I have said a few times already - F_BARRIERFSYNC. This is likely equivalent to what linux is doing.

edit: sorry - not 'standards compliant' (whatever that is - does linux declare support for SIO?), but probably what you are looking for.

It isn't. I already replied to you above. A barrier does not guarantee data durability and we already know Linux fsync() == macOS F_FULLFSYNC because they have the same (lack of) performance on the same hardware.

  • I just looked into this, since what you say and what Apple’s documentation says are two different things.

    Here is Apple’s documentation:

    https://devstreaming-cdn.apple.com/videos/wwdc/2019/419ef9ip...

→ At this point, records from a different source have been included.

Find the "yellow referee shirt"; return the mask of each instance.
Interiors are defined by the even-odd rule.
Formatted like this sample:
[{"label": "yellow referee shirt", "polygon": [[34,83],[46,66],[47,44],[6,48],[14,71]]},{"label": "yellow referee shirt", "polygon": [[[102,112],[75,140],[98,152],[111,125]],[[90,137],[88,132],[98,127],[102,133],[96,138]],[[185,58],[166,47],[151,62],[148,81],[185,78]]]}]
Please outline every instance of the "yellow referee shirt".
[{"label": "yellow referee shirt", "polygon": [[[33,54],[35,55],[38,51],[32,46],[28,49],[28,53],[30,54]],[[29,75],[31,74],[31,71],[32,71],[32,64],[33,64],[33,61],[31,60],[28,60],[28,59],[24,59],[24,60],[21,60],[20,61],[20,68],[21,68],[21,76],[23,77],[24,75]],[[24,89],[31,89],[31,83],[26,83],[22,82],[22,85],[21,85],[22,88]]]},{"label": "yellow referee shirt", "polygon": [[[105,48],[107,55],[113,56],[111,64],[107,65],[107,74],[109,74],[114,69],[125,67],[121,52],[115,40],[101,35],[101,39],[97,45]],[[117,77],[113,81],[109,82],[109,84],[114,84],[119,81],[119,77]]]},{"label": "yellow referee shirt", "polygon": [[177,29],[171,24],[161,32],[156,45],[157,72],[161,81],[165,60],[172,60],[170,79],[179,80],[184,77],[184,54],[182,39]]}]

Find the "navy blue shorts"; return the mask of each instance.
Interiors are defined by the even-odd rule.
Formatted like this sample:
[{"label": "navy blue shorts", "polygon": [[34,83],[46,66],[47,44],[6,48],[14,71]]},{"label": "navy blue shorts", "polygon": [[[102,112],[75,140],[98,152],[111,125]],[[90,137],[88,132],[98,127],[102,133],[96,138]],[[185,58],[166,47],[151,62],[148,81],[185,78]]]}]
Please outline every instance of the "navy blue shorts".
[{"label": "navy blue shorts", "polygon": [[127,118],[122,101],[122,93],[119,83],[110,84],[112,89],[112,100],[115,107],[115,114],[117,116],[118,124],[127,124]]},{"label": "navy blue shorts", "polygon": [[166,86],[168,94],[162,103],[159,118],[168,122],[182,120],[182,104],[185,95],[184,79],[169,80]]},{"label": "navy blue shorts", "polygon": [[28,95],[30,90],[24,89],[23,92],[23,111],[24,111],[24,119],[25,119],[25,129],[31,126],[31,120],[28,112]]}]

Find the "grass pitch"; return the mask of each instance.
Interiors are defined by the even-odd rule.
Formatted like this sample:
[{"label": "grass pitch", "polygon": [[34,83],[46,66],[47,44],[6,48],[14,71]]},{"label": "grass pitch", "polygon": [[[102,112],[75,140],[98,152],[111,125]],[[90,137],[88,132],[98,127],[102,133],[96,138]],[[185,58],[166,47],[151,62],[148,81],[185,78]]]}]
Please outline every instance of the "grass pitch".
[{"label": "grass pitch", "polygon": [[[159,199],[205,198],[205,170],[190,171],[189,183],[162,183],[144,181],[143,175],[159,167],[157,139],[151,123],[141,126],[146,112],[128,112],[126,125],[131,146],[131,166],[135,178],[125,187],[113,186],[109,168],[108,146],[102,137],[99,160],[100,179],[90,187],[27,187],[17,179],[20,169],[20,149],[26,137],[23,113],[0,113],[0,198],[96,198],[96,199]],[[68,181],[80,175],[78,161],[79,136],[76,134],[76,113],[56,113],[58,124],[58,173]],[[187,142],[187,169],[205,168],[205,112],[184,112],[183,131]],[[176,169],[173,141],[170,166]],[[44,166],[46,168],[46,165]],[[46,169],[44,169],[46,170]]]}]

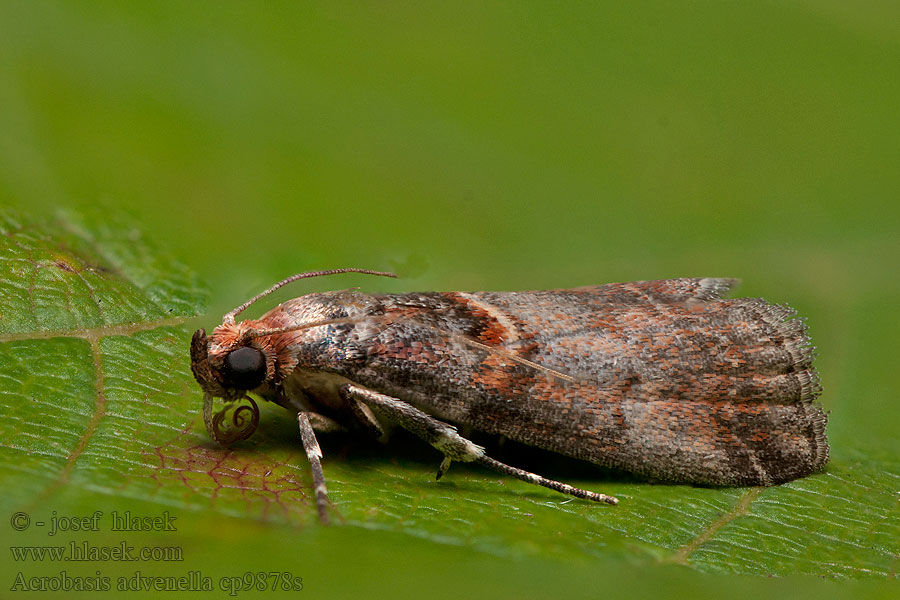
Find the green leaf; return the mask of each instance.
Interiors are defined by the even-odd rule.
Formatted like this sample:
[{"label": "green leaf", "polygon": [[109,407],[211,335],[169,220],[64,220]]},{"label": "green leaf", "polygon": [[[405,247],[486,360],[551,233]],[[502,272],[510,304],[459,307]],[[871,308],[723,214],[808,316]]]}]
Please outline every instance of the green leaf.
[{"label": "green leaf", "polygon": [[[435,482],[440,457],[414,440],[372,448],[322,436],[342,523],[323,528],[290,415],[264,407],[250,440],[231,449],[209,440],[188,361],[190,320],[204,303],[190,271],[123,217],[69,214],[36,224],[0,213],[0,508],[30,518],[21,531],[11,520],[6,538],[17,547],[127,543],[185,555],[174,567],[7,561],[9,585],[19,573],[66,570],[110,577],[115,589],[120,577],[139,586],[137,571],[193,570],[221,590],[234,583],[223,577],[274,566],[304,577],[307,589],[349,593],[362,584],[340,578],[347,553],[368,565],[357,573],[371,577],[381,573],[379,561],[466,564],[473,552],[512,560],[507,570],[524,573],[521,582],[625,563],[662,573],[676,564],[708,573],[896,577],[900,460],[846,448],[835,448],[825,472],[768,489],[661,485],[549,463],[559,473],[548,475],[617,495],[621,504],[609,507],[460,465]],[[82,518],[95,511],[103,513],[100,527],[85,531]],[[174,517],[177,532],[113,531],[113,511]],[[54,518],[70,530],[50,535]],[[584,592],[575,580],[554,590],[566,585]]]}]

    F_BARRIERFSYNC: fsync() with a barrier

    F_FULLFSYNC: Drive flush its cache to disk

    This sounds like the Linux fsync() and Linux syncfs() respectively. What you say is that F_FULLFSYNC is the same as Linux fsync() and your performance numbers back that up. Unfortunately, you would only see a difference between Linux fsync() and Linux syncfs() if you have files being asynchronously written at the same time as the files that are subject to fsync()/syncfs(). fsync() would only touch the chosen files while syncfs() would touch both. If you did not have heavy background file writes and F_FULLSYNC really is equivalent to syncfs(), you would not be able to tell the difference in your tests.

    That said, let’s look at how this actually works on Mac OS. Unfortunately, the apfs driver does not appear to be open source, but the HFS+ driver is. Here are the relevant pieces of code in HFS+:

    https://github.com/apple-oss-distributions/hfs/blob/hfs-556....

    https://github.com/apple-oss-distributions/hfs/blob/5e3008b6...

    First, let me start with saying this merits a faceplam. The fsync() operation is operating at the level of the mount point, not the individual file. F_FULLSYNC and F_BARRIERFSYNC are different, but they both might as well be variants of the Linux syncfs().

    For good measure, let us look at how this is done on the MacOS ZFS driver:

    https://github.com/openzfsonosx/zfs/blob/master/module/zfs/z...

    The file is properly synced independently of the mountpoint, such that other files being modified in the file are not immediately required to be written out to disk. That said, both F_FULLSYNC and F_BARRIERFSYNC on MacOS are mapped by the ZFS driver to the same function that implements fsync() on Linux:

    https://github.com/openzfs/zfs/blob/master/module/os/linux/z...

    For good measure, let us look at how syncfs() is implemented by ZFS on Linux:

    https://github.com/openzfs/zfs/blob/master/module/os/linux/z...

    It operates on the superblock, which is what MacOS’ HFS+ driver does.

    From this, I can conclude:

    Linux syncfs() == macOS F_FULLFSYNC on HFS+

    Linux fsync() == macOS fsync()/F_FULLFSYNC/F_BARRIERFSYNC on ZFS

    Also, MacOS F_BARRIERSYNC is a weakened Linux syncfs() and Apple’s documentation is very misleading (although maybe not technically wrong). POSIX does allow fsync to be implemented via syncfs (sync in POSIX, but I am saying syncfs from Linux to be less confusing). However, not issuing and waiting for the completion of an IO barrier on fsync is broken behavior like you claim.

    I am not sure how MacOS APFS behaves. I imagine that additional testing that takes into account the nuances in semantics would be able to clarify that. If it behaves like HFS+, it is broken.

    Edit: Upon further examination and comparing notes with the MacOS ZFS driver team lead, it seems that HFS+ is syncing more than requested when F_FULLFSYNC is used, but less than the entire filesystem. You are fine treating it as a Linux fsync. It is close enough.